Section: New Results

Image assimilation

Sequences of images, such as satellite acquisitions, display structures evolving in time. This information is recognized of major interest by forecasters (meteorologists, oceanographers, etc.) in order to improve the information provided by numerical models. However, the satellite images are mostly assimilated in geophysical models on a point-wise basis, discarding the space-time coherence visualized by the evolution of structures such as clouds. Assimilating image data in an optimal way is of major interest. This issue is twofold:

  • from the model's viewpoint, the location of structures on the observations is used to control the state vector.

  • from the image's viewpoint, a model of the dynamics and structures is built from the observations.

Estimation of motion and acceleration from image data

Participants : Dominique Béréziat [UPMC] , Isabelle Herlin.

Image sequences allow visualizing dynamic systems and understanding their intrinsic characteristics. One first component of this dynamics is obtained by retrieving the velocity of the structures displayed on the sequence. This motion estimation issue has been extensively studied in the literature of image processing and computer vision. In this research, we step beyond the traditional optical flow methods and address the problem of recovering the acceleration from the whole temporal sequence, which has been poorly investigated, even if this is of major importance for some data types, such as fluid flow images. Acceleration is here viewed as the space-time function resulting from the forces applied to the studied system. To solve this issue, we propose a variational approach where a specific energy is designed to model both the motion and the acceleration fields. The contributions are twofold: first, we introduce a unified variational formulation of motion and acceleration under space-time constraints; second, we define the minimization scheme, which allows retrieving the estimations, and provide the full information on the discretization schemes. Experiments are conducted on synthetic and real image sequences, visualizing fluid-like flows, where direct and precise calculation of acceleration is of primary importance.

Rain nowcasting from radar image acquisitions

Participants : Isabelle Herlin, Étienne Huot.

This research concerns the design of an operational method for rainfall nowcasting that aims at prevention of flash floods. The nowcasting method includes two main components:

  • a data assimilation method, based on radar images, estimates the state of the atmosphere: this is the estimation phase.

  • a forecast method uses this estimation to extrapolate the state of the atmosphere in the future: this is the forecast phase.

Results are analyzed on space-time neighborhoods in order to prevent consequences of flash floods on previously defined zone.
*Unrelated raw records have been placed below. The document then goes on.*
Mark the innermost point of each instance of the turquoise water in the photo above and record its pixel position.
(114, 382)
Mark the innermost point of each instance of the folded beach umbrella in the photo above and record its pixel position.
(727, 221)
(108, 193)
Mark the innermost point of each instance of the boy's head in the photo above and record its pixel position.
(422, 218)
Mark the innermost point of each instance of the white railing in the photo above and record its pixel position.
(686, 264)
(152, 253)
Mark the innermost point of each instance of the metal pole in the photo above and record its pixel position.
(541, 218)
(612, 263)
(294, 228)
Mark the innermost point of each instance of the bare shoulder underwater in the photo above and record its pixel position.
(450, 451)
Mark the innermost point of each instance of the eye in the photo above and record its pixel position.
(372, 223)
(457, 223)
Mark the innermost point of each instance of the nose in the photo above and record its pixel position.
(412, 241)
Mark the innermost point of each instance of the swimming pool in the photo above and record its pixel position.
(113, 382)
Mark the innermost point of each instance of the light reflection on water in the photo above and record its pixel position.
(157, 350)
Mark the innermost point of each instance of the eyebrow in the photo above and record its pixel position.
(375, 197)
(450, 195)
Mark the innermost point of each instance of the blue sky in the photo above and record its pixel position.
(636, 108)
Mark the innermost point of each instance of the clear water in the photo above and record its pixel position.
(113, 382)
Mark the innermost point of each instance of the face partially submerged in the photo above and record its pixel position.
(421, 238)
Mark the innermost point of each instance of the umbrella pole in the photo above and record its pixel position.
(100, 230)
Current research concerns the following issues:

  • the use of object components in the state vector. The objective is to improve the description of the image data in order to get a better motion estimation and a more accurate localization of endangered regions.

  • the extension of the estimation phase to a multiscale process.

  • the merging with measures acquired by a network of pluviometers.

Ensemble Kalman filter based on the image structures

Participants : Dominique Béréziat [UPMC] , Isabelle Herlin.

One major limitation of the motion estimation methods that are available in the literature concerns the availability of the uncertainty on the result. This is however assessed by a number of filtering methods, such as the ensemble Kalman filter (EnKF). Our research consequently concerns the use of a description of the displayed structures in an ensemble Kalman filter, which is applied for estimating motion on image acquisitions. Compared to the Kalman filter, EnKF does not require propagating in time the error covariance matrix associated to the estimation, resulting in reduced computational requirements. However, EnKF is also known for exhibiting a shrinking effect when taking into account the observations on the studied system at the analysis step. Various methods are available in the literature for correcting this effect, but they do not involve the structures displayed on the image sequence. We defined two alternative solutions to that shrinking effect: a dedicated localization function and an adaptive decomposition domain. These methods are both well suited for fluid flows images and applied on satellite images of the atmosphere.